厚生労働省の「これからの精神保健医療福祉のあり方に関する検討会」(樋口輝彦座長)は8日、精神保健指定医制度の見直しを盛り込んだ報告書案を了承した。指定医の資格審査に「口頭試問の導入の検討が適当」としている。
指定医制度を巡っては、2015年に聖マリアンナ医大病院で不正資格取得が発覚。指定申請時に自らが担当として診断・治療等に十分な関わりを持っていない症例をケースレポートとして提出した指定医や、指導・確認を怠りながらケースレポートに署名した指導医計20名の指定取消処分が実施された。さらに、その後の厚労省による追加調査で89名が指定取消処分となった。
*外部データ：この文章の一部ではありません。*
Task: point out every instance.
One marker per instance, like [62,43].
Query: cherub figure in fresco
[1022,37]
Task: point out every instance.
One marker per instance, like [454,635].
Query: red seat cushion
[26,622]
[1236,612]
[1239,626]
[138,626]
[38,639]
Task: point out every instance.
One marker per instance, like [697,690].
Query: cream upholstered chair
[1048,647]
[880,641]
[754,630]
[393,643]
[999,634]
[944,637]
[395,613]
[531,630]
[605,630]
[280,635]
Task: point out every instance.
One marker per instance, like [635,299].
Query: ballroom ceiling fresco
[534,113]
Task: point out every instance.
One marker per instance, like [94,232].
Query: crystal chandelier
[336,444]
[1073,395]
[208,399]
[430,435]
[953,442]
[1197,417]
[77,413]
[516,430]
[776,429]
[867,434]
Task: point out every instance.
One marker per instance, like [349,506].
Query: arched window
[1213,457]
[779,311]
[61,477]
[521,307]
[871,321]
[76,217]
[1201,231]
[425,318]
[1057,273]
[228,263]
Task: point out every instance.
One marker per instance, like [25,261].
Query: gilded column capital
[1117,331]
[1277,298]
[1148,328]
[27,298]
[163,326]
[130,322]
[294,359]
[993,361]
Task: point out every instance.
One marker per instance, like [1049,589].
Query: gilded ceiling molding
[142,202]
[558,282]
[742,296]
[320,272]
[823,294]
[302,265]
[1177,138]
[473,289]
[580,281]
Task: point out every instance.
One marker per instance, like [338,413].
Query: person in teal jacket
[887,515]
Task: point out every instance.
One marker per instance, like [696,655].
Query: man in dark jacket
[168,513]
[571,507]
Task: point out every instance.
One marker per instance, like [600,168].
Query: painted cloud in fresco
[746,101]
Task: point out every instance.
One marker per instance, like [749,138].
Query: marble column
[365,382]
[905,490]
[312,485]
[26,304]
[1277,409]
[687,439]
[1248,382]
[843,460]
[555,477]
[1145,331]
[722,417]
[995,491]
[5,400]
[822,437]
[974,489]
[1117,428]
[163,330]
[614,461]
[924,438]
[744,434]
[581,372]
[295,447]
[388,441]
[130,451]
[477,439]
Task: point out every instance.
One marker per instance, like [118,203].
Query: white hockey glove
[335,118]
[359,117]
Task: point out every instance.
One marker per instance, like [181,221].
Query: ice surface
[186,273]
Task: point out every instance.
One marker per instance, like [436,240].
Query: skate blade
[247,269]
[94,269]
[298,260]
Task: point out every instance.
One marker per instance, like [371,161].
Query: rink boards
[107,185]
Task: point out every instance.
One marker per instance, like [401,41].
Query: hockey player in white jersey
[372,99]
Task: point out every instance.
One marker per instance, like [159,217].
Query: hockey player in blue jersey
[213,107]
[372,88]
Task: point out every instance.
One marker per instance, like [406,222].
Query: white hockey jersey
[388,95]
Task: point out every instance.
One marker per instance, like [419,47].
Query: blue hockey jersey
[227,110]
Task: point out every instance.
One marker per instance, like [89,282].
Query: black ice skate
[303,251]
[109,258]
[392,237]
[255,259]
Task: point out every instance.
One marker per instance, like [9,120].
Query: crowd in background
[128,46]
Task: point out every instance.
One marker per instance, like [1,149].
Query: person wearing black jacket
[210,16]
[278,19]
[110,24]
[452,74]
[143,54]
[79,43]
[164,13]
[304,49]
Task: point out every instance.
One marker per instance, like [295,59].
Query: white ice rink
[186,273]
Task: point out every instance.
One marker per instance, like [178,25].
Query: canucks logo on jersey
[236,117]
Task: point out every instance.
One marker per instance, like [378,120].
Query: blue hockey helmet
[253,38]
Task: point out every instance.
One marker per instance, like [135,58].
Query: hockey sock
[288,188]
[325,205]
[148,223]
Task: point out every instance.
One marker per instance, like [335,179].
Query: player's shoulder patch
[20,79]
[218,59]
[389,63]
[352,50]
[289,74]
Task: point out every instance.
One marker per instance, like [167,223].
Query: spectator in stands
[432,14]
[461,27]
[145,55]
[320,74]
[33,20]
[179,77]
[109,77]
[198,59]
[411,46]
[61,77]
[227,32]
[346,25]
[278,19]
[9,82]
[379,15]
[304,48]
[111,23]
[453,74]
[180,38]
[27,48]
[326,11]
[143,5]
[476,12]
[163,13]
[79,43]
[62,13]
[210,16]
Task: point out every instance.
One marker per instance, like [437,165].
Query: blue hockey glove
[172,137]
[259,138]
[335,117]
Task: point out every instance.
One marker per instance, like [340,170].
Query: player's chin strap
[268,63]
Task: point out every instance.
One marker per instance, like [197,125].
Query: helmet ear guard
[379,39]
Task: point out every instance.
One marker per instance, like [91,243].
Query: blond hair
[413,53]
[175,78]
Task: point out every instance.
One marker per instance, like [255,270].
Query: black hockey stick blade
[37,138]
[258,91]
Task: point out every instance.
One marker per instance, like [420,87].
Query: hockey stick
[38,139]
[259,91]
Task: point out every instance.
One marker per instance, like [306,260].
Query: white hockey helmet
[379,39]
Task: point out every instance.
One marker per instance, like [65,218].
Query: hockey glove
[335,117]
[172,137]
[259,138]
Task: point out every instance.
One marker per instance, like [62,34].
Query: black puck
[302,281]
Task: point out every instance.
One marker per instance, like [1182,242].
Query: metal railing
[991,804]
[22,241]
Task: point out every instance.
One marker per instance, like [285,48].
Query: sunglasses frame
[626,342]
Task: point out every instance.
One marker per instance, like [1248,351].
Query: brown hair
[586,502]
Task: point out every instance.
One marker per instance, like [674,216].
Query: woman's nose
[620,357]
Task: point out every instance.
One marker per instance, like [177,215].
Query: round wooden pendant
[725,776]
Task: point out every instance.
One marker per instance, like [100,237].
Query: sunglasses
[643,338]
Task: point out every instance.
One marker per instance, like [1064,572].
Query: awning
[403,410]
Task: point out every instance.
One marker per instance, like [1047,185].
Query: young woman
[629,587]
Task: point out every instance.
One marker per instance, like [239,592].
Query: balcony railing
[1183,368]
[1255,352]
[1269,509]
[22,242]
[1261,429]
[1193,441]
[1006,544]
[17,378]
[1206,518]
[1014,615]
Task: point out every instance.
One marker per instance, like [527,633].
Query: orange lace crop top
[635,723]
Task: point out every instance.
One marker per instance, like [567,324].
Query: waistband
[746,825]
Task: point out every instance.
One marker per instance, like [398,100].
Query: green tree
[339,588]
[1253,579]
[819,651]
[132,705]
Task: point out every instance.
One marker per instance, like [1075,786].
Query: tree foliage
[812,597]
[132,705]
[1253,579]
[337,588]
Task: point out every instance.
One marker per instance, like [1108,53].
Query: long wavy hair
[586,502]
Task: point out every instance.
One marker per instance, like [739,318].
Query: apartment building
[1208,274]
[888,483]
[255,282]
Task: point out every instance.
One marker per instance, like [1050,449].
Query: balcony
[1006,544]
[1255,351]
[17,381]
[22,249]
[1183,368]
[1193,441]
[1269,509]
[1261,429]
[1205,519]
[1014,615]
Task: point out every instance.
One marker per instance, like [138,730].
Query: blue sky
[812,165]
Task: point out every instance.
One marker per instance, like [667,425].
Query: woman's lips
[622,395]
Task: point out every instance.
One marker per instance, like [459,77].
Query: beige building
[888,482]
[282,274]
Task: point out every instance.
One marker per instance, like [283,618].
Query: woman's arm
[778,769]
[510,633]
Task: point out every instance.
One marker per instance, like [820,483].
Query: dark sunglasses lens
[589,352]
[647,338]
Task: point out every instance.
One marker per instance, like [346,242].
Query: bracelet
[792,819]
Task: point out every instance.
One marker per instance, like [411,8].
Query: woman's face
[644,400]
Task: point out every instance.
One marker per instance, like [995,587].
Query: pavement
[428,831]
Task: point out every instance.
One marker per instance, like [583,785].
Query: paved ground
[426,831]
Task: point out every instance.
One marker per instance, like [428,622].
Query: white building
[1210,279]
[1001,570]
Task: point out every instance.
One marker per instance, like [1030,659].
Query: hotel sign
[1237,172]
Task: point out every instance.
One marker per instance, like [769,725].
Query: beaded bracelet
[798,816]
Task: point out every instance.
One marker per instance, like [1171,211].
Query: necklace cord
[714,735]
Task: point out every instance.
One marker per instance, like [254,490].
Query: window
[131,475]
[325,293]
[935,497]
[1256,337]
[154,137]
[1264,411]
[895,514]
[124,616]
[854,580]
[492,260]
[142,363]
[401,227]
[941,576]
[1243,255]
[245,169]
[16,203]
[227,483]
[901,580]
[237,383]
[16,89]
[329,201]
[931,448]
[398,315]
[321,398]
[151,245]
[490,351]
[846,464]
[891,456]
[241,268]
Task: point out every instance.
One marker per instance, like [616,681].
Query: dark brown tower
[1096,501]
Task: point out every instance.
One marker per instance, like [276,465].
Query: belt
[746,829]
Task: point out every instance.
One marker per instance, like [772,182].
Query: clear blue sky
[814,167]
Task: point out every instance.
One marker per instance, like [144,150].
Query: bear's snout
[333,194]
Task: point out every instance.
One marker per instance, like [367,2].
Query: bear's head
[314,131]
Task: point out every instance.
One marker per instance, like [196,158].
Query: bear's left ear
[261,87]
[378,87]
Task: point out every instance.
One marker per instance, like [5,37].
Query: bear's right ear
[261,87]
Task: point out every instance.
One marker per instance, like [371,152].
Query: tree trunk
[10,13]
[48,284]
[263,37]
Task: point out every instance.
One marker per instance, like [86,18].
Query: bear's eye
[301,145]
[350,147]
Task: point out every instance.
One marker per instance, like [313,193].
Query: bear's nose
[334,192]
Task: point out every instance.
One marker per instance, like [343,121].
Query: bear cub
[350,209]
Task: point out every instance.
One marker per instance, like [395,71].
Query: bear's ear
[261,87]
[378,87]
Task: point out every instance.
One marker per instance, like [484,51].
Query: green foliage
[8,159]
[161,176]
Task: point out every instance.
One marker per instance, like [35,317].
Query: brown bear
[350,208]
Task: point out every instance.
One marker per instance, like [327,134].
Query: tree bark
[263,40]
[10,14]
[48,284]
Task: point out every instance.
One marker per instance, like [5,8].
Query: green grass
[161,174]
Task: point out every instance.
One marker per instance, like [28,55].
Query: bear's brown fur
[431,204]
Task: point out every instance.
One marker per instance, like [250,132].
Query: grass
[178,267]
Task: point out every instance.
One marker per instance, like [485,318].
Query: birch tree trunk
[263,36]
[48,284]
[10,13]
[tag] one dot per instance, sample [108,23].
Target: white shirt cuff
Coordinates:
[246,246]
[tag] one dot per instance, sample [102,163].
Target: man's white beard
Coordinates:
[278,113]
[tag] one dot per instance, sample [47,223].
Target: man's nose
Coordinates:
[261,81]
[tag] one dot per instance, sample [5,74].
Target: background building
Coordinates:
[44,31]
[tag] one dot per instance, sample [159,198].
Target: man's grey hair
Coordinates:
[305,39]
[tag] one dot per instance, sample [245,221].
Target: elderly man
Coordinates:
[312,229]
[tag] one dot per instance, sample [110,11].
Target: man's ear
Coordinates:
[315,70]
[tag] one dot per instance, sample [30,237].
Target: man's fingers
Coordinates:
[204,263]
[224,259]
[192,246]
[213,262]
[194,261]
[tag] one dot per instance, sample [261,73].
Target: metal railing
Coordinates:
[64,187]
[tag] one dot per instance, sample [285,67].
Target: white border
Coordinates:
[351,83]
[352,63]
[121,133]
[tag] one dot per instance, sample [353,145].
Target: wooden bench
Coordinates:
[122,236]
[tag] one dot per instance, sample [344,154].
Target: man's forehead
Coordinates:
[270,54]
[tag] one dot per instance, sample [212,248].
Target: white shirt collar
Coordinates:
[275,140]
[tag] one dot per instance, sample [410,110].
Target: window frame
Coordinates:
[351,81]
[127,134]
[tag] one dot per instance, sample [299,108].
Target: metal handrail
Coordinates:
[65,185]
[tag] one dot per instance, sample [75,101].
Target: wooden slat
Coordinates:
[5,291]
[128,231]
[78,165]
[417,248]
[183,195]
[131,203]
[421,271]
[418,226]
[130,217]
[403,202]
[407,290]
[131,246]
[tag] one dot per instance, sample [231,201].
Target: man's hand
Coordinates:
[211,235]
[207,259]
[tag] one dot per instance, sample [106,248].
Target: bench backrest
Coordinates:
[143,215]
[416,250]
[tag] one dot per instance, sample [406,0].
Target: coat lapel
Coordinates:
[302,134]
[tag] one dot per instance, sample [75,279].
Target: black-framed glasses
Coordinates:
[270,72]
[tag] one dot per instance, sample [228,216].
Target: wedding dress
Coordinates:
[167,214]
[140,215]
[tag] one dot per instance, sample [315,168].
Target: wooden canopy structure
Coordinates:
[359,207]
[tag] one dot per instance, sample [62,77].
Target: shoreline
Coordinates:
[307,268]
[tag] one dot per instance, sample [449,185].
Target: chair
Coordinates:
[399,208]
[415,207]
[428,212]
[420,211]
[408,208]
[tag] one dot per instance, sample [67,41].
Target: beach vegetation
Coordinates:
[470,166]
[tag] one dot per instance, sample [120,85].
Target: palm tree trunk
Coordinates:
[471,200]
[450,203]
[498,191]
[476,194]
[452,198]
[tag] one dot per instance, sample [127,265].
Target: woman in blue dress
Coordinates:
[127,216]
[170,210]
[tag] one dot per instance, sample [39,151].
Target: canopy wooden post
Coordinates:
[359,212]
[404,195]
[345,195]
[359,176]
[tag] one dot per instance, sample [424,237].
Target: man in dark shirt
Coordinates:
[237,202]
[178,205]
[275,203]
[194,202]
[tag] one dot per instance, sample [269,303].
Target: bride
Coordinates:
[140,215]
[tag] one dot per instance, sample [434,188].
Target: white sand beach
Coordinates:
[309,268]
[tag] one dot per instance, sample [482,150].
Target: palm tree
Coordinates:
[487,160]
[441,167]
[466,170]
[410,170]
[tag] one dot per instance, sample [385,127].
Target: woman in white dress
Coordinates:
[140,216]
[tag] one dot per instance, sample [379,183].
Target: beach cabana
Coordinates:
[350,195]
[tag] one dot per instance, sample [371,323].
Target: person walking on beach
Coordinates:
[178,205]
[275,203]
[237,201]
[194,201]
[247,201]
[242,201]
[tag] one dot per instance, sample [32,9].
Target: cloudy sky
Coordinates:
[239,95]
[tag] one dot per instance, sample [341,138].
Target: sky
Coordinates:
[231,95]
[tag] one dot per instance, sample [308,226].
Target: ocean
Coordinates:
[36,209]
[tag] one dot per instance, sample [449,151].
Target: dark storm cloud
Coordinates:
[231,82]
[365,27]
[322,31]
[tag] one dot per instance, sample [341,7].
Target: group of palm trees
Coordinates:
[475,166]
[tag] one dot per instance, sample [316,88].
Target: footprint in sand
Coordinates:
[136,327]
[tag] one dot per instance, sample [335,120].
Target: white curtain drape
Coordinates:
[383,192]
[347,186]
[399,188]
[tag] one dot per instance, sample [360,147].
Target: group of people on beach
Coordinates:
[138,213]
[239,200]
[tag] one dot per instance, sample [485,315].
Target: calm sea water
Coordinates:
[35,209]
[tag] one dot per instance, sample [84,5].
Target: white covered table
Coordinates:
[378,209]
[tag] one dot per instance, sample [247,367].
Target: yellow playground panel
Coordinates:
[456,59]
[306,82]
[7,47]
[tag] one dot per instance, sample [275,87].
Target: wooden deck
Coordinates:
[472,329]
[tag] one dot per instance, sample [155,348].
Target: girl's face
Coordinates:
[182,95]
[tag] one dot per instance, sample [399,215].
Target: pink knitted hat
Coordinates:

これを受け報告書では、精神障害の診断・治療に従事した経験の有無を確実に審査できる手法として、口頭試問の導入を検討することが適当と指摘した。指定医の更新要件には、必要な資質や能力が保持されるよう、指定医としての実務経験(精神医療審査会や精神科救急への参画など)を追加。指導医の役割や要件については法令上の位置づけを明確にすべきとしている。
研修内容は、現行の座学中心による受動的な研修から、グループワーク等の能動的な研修への見直しを検討する。また、相模原市の障害者支援施設事件の検証チームによる指摘を踏まえ、「地域復帰後の医療等の継続的な支援の企画」「薬物使用に関する精神障害」に関する内容を加えるなど、指定医の専門性を高める方策の検討が必要とした。
厚労省は報告書の内容に基づき、精神保健福祉法改正案を今国会に提出する方針。